Case Study

Reliability Project: Improving HOSP

This project tackled a hard reliability constraint: improve availability on a fragile system we could not rewrite. Working in team STABL, I focused on traffic evidence analysis and ALB rule strategy to reduce backend crashes while keeping failure reporting honest.

STABL teamALB listener rulesALB logs and AthenaHonest reliability

Reliability dashboard showing success rates by host and image screening failures

We used a control panel dashboard to track request success rates and investigate failures. Our STABL environment was pushed to 99.99% success by filtering garbage traffic at the ALB and keeping failures honest.

Context and goal

STABL sits in front of an existing application called HOSP. We did not control the application code, and we could not change upstream behaviour.

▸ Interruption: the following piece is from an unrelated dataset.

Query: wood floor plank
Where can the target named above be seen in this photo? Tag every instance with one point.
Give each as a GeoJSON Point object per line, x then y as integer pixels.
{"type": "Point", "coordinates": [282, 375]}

Reliability dropped sharply during experiments, so the goal was to maximise honest reliability with strict constraints. 500 errors were not acceptable. 401 and 404 were acceptable when correct. We did not return fake 200 responses and we did not mask failures.

Core question: “How do we reduce crashes and improve availability without lying about system health?”

Challenge and solution

One challenge was an early CloudFront/WAF route that caused a spike in 401/403 responses. We solved it with a full rollback and a simpler ALB allow-list + fixed-404 strategy, which stabilised traffic and drove honest reliability to 99.99%.

Baseline architecture

At the start, all traffic went straight through the Application Load Balancer to a single HOSP instance. There was no traffic filtering, so probes and random paths could hit a fragile backend and trigger crashes.

Clients ↓ Application Load Balancer (HTTP :80) ↓ Single application instance (HOSP)

Why it was failing

Garbage traffic reached the backend.
Unhandled paths triggered 500 crashes.
Limited capacity amplified failures under load.
Failures cascaded when the app crashed repeatedly.

Evidence driven investigation

We used ALB access logs and Athena to understand what was failing before changing anything. The goal was to separate real backend failures from noise and infrastructure issues.

What we proved with Athena

500 errors were real backend failures (elb_status_code = 500 and target_status_code = 500).
The worst routes included /notes, /patients, and /patients/*/screen across GET and POST.
Both fast failures and slow failures existed, which pointed to fragile logic plus expensive work.
Unknown paths and probes were hitting the backend and inflating failures.

Key conclusion

The system was not failing because of the ALB or routing. It was failing because uncontrolled traffic was reaching a fragile single instance backend.

Early experiment and rollback

We tried putting CloudFront in front of the ALB and locking the ALB down using WAF style enforcement. It caused a large spike in 401 and 403 responses and tanked reliability because health checks and internal calls were blocked.

The lesson was simple: observability comes before enforcement. We rolled back fully and returned to a known good baseline.

Final solution: ALB allow list and fixed 404

The design principle was that only valid application paths should reach the backend. Everything else is garbage and should be rejected early.

Allow list rule

Forward only known routes to the backend target group.

/hospitals*
/patients*
/staffs*
/notes*

Default rule

Reject everything else with a fixed response. This stops probes and unknown paths from wasting backend capacity or triggering crashes.

Status: 404 Body: {"message":"Not Found"}

Why this improves reliability honestly

We did not mask failures. We made it harder for invalid traffic to crash a fragile backend, and we kept HTTP semantics correct.

What we avoided

No fake 200 responses.
No hiding crashes with redirects.
No blindly retrying until it looks green.
No masking backend bugs.

What we improved

Reduced load by blocking garbage early.
Kept 404 and 401 meaningful when correct.
Ensured remaining 500s were real failures.
Made behaviour deterministic and easier to explain.

Handling traffic increases with one instance

We could not autoscale and we could not add a second application instance, so the safest lever was controlling what traffic reaches the backend.

Remove garbage traffic at the ALB.
Keep health checks clean and reliable.
Shepherd change carefully with clear metrics.
Emergency option: return 503 on one problematic endpoint to protect the whole system.

Key takeaways

Reliability is about controlling failure, not hiding it.
Edge filtering is a valid reliability tool.
500s should be treated as bugs.
Simpler routing beats clever routing.
Observability comes before enforcement.
A clean rollback is a success.

One sentence summary: Rather than masking failures, we used ALB allow listing and traffic control to reduce backend crashes, so reliability improvements reflected real system health.